Recently, the United States Postal Service has begun to air commercials calling for us (and by us I mean government) to save the Postal Service!  We have to save the jobs! We have to save this company because it's useful and all that!

Actually, friends, there are lots of industries that have gone the wayside in history.  The classic example is the buggy whip industry. In the early 1900s when Henry Ford began to mass produce the Model T and that vehicle became widely used and owned, hundreds of thousands of Americans if not millions of Americans stopped using the horse and buggy as their means of transportation.  The buggy whip was the preffered way to let one's horse(s) know it was time to go.  It was essentially the gas pedal equivalent of the horse and buggy. 

When the Model T became prevalent, the buggy whip industry eventually died, simply because it was an obsolete industry. Other industries have also died or become much, much smaller. For example, the candle making industry exists, but it is a fraction of it's size prior to the widespread availability of electricity.  This is the way of the Free Market and of progress.

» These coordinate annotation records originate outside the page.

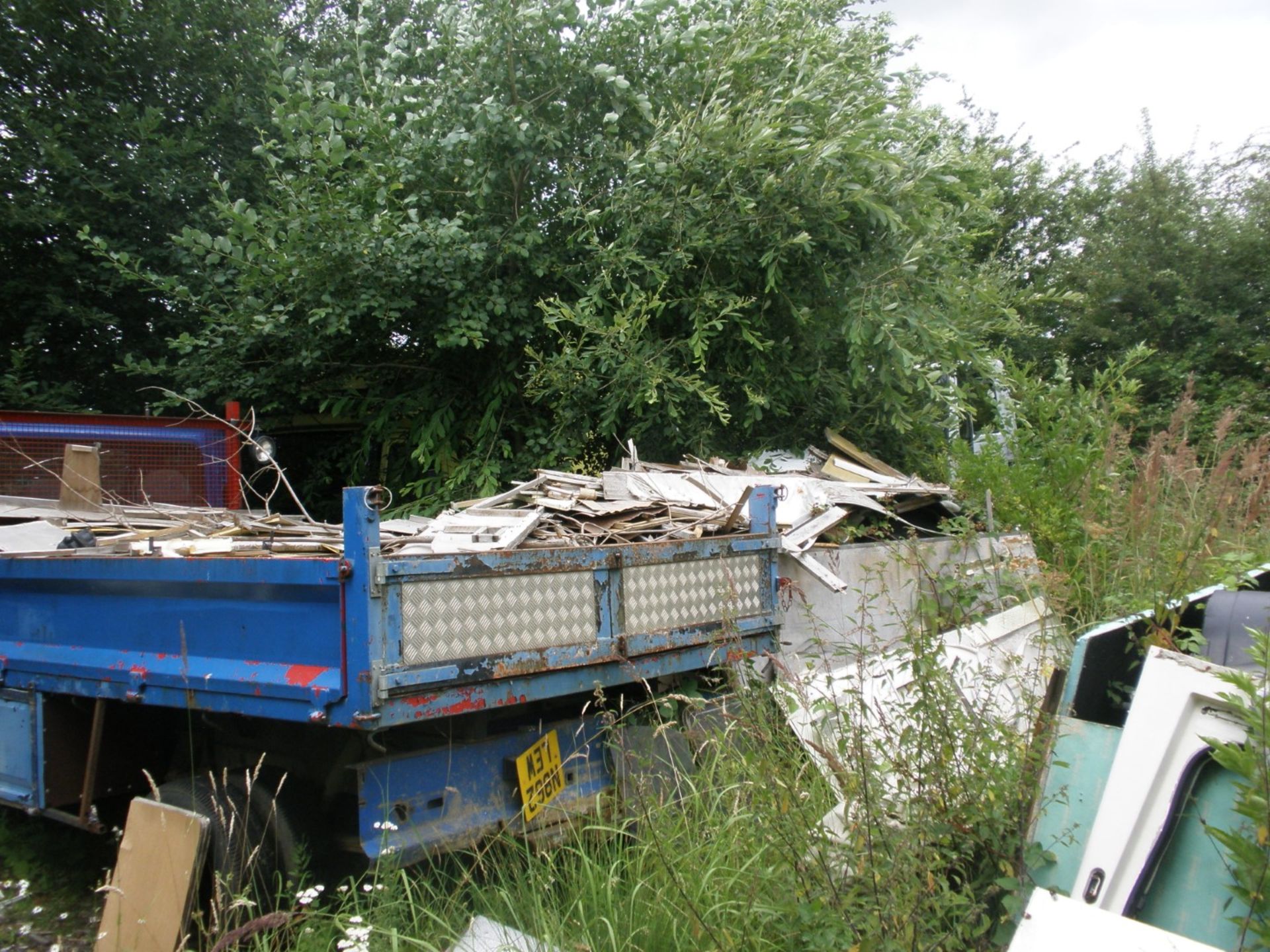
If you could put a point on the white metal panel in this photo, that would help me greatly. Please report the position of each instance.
(1056, 923)
(1176, 706)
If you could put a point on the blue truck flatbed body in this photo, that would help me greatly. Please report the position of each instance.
(374, 645)
(324, 640)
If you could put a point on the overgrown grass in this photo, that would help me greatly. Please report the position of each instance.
(48, 873)
(937, 801)
(1124, 526)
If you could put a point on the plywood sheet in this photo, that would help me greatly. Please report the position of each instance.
(153, 888)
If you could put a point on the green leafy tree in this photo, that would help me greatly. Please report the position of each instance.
(114, 113)
(509, 230)
(1170, 253)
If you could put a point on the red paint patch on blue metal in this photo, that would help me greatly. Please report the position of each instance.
(464, 706)
(304, 674)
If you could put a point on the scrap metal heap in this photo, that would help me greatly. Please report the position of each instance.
(839, 495)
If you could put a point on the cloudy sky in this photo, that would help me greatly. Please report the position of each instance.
(1076, 74)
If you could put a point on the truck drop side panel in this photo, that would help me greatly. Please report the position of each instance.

The United States Postal Service (henceforth noted as USPS) is quickly becoming similarly obsolete. There are better choices for shipping packages (namely the United Parcel Service aka UPS and Federal Express aka FedEx). As far as bills, the majority of bills can be paid online. (I personally have to mail only one bill each month of all my bills.  The rest have automated bill pay setup or I can pay them online.) Sending letters as a means of communication is essentially dead with the advent of email, not to mention the fact that telephones of both the cellular and traditional land line variety offer long distance calling at a very reasonable rate so it is easy to call your friends and loved ones rather than writing a letter.

All that is really required is for FedEx and/or UPS to step up and offer letter delivery for the USPS to die quietly as the Buggy Whip industry did. At the very least, the USPS is about to drop off, similarly to the candle making industry as primarily a letter delivering service.

Yes, this does mean the USPS will move slower, but honestly, that just means I need to remember to mail birthday cards a little bit earlier to family and friends out of town. This is not a crisis. This is not the end of the world. Many of those who work in the USPS are going to have to find new employment (may I suggest applying to UPS or FedEx?) but my friends, this is the way of the world! Products and services become obsolete regularly throughout history!

The fact is no amount of government subsidy is going to keep the USPS in demand. It is simply has become barely needed in our modern world. Eventually it won't be needed at all. Actually, if the ability to teleport objects ever becomes possible, FedEx and UPS will become obsolete. If the ability to teleport living beings becomes possible, the auto industry will also be obsolete.  That's what ALWAYS happens.

This is called progress, friends. Free Market progress to be exact. Time to live in the real world. The U.S. Postal Service going the way of the buggy whip industry isn't the end of the world. It's simply a continuation of industrial progress.